Massive et légère, oblitérante et transparente, son œuvre ne manque pas de paradoxes. Dans ses toiles, une présence occulte de prime abord, invisible à l’œil nu, ne se révèle qu’après une longue contemplation. Seul le recul rend lisible cet empâtement sédimentaire énigmatique. Quelque chose qui relève de la géologie, de cette matière qui s’accumule sur la toile, de ces couches qui se superposent évoquant la transformation ou la cicatrisation d’une plaie et qui donne toute la densité et la profondeur à son art. La matière s’affranchit alors de ses propriétés pour explorer sa propre richesse et imposer sa présence. Le même pigment prendra une infinité d’aspects différents selon qu’il sera mêlé de sable, de poudre de marbre ou de verre, de résine ou de latex. Une matière première, la peinture à l’huile, qu’elle a mise au point après de longs essais, sans corps étranger invasif, sans farces et sans manières, et qui se donne à voir complètement, comme agrégat signifiant.

Hala Mouzannar travaille ses tableaux d’abord à l’horizontale, ensuite à la verticale : « Il m’arrive même de marcher dessus, dit-elle. Une toile peut exiger jusqu’à un an de travail, afin que l’évaporation de la peinture arrive à maturité. C’est alors que je manipule la matière avec mes mains, la déplace, la déchire ou la transforme pour obtenir le relief. »

On a du mal parfois à se frayer un chemin dans les dédales de cette œuvre foisonnante, saturée d’émotions entremêlées, mais ô combien intéressante. Contrainte à revenir sur ses propres faiblesses et ses batailles menées, sa vision intime se concentre sur le sens de sa vie, lui inspire une création intense et puissante au prix d’une mise en tension, d’une combativité et d’une lutte énergique.Déchirure, Petits couteaux, Grands couteaux, Dégradation, Chute ou Plaie, les titres/thèmes qu’elle aborde renvoient étrangement à une dissection clinique ou à une autopsie de la douleur.
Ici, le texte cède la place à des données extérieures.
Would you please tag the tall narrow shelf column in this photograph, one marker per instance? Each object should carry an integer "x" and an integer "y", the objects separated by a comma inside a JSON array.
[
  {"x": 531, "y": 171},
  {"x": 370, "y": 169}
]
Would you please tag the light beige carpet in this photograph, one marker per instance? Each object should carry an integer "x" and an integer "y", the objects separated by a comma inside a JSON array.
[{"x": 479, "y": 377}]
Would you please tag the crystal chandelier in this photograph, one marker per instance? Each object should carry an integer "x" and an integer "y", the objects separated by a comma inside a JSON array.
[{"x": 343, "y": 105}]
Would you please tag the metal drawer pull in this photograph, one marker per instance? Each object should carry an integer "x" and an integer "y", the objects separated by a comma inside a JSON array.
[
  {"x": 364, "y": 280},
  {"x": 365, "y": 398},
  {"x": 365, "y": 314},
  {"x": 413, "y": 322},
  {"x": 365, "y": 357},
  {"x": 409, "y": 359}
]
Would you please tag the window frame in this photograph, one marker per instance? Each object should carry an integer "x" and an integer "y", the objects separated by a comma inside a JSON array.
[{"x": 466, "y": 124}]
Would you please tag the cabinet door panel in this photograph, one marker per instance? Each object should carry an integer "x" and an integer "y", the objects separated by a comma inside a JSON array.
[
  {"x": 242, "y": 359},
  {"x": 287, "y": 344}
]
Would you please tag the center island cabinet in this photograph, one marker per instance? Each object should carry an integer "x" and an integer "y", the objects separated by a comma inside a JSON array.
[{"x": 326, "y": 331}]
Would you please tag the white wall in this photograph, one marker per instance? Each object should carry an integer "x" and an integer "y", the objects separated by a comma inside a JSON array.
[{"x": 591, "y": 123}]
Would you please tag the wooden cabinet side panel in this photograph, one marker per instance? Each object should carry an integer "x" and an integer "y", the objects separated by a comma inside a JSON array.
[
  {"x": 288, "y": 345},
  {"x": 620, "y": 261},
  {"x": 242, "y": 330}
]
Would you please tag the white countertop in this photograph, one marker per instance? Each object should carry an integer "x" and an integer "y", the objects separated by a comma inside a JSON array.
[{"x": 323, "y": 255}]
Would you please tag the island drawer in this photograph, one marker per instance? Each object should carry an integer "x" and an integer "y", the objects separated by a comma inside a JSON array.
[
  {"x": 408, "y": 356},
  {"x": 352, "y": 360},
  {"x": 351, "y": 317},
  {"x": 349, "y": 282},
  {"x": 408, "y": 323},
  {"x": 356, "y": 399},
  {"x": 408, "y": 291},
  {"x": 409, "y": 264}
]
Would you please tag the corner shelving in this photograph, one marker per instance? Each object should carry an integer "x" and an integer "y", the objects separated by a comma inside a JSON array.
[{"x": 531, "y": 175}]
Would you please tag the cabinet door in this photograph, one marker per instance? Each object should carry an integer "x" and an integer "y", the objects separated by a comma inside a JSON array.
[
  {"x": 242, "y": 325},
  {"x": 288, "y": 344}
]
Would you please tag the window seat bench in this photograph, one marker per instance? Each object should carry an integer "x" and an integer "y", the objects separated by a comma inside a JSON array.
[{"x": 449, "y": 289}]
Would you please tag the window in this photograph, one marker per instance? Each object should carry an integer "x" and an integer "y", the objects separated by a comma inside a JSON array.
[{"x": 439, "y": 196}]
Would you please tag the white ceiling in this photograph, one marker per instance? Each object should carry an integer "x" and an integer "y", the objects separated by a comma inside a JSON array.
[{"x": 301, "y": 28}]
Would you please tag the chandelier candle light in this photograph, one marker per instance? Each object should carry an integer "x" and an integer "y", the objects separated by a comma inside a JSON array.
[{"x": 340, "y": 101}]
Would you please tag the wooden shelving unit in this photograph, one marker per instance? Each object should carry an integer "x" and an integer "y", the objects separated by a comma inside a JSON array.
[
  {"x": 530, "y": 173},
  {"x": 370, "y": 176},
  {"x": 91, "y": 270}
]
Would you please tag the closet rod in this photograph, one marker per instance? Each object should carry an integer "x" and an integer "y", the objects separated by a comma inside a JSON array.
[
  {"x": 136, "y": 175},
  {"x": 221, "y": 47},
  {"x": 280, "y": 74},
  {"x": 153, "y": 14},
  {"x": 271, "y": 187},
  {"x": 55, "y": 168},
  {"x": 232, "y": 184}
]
Mais une douleur qu’elle a finalement apprivoisée. « J’ai appris à vivre avec, avoue l’artiste, à la contrôler. Et un jour, elle est devenue apaisante, comme si elle m’élevait vers le beau. Elle m’anesthésie et en même temps me fait sentir vivante. Mes plaies sont devenues des bouquets de fleurs, des arbres, des confiseries et des papillons. »

Une passion née il y a cinq ans à peine comme un long cheminement fait d’intimes connivences entre diverses formes de langage, celui des mots, des douleurs et de l’art pictural, et qui range aujourd’hui Hala Mouzannar parmi les talents les plus prometteurs, une artiste à côté de laquelle on ne peut tout simplement pas passer.

« La chasse aux papillons »

De Hala Mouzannar. À Agial Art Gallery, rue Abdel Aziz.

Jusqu’au 14 juin 2021.

L’œuvre picturale de Hala Mouzannar se définit non comme une vocation mais comme une nécessité, le geste qui vient suppléer la parole. Pour sa première exposition en solo, La chasse aux papillons, à la galerie Agial, l’artiste a eu recours à des médiums artistiques mais surtout à la mémoire comme vecteur essentiel. Elle a saisi chaque moment, chaque passage, chaque instant vécu, a...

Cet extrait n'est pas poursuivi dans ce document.